China Crude Oil Imports Could Trigger Tanker Market Upside During Fourth Quarter
China’s fourth-quarter crude oil imports remain a mystery. In this regard, China refineries have the capacity to increase imports. But given the current situation, no progress is certain. In its latest weekly report, shipbroker Gibson said that “throughout the pandemic China has been a key focal point.”
He goes on to say that China was the first country to be lockdown. It was also the first victim of falling oil demand. But it has been the strongest so far. Also China has been successful in exploiting the fall in oil prices. Hence, domestic refineries have increased their activities by using domestic demand recovery. However, overseas demand has remained stubbornly low.
New lock down measures also threatens any further growth in consumption.
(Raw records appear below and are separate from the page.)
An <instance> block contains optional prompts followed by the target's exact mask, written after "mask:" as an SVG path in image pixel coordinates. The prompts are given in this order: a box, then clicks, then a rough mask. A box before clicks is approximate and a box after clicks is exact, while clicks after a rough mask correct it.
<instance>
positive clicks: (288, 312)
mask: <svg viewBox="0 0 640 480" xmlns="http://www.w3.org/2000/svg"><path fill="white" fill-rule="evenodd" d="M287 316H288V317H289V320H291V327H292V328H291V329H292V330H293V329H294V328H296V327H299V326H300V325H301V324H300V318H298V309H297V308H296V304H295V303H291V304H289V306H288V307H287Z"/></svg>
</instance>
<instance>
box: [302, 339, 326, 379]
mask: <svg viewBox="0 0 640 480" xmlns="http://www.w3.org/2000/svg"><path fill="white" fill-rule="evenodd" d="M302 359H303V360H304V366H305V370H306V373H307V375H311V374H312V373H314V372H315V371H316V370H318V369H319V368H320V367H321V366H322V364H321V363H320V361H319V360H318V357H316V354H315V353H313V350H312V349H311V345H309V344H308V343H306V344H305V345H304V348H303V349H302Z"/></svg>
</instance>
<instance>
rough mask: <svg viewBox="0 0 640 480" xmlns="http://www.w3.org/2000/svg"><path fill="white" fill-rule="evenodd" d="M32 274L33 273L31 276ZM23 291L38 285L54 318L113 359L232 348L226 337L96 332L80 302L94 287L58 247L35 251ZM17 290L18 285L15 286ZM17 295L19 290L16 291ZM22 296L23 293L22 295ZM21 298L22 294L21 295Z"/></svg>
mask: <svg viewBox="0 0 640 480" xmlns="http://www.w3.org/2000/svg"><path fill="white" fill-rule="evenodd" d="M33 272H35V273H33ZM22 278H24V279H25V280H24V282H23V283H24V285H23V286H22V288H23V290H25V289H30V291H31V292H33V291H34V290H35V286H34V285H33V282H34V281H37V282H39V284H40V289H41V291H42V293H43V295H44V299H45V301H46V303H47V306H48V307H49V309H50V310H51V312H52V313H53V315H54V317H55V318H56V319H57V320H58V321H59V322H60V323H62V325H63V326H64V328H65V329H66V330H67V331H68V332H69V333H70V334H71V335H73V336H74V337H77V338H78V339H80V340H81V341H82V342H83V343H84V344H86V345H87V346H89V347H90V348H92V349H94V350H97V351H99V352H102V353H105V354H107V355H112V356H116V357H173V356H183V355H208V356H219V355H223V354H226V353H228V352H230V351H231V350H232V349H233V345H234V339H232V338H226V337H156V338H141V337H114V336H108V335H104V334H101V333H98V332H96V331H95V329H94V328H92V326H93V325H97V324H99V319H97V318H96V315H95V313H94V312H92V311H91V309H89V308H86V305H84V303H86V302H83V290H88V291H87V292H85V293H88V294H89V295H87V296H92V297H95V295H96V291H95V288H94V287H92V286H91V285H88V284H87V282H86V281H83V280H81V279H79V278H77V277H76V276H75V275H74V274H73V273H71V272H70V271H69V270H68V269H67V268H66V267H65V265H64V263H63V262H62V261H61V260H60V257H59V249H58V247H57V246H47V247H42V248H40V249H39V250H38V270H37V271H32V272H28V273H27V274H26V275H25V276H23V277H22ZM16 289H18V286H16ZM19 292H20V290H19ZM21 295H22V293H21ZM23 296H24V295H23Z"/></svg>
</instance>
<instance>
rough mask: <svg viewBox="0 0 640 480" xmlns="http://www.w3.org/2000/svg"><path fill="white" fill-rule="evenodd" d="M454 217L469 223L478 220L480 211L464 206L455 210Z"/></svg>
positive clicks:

But the important question is, what will refineries do with their surplus? According to Gibson, “China’s quota system for crude imports and exports is a key factor which complicates matters for domestic refiners. Historically the system has operated on a ‘use it or lose it’ basis, with refiners fearful that if they do not fully utilize their quotas, they will receive lower allocations the following year.”
Customs data show that Chinese refineries used 56% of their export quotas. This means that they have to export 24 mln tons from September to December. However, they exported 3.35 mln tons in September. But they should export an average of 6.88 mln tons per month by the end of the year. But Kpler data show that the highest level was 4.91 mln tons. He believes that if refineries want to export, their markets are limited.
In total, 2020 has been an unprecedented year. “The one factor exporters have in their favour is cheap freight,” he said. With the weak market for oil and crude oil products, prices are expected to remain under pressure.
Floating storage may also be another option. “Exporters may seek to push product into floating storage in order to clear customs, however even this option may be challenging,” he added. Therefore, China’s export growth is uncertain. But seasonal exports usually increase in the fourth quarter. China also has a large export quota. However, low demand abroad is still the biggest obstacle. As with most things oil these days, all eyes are on China”, Gibson concluded.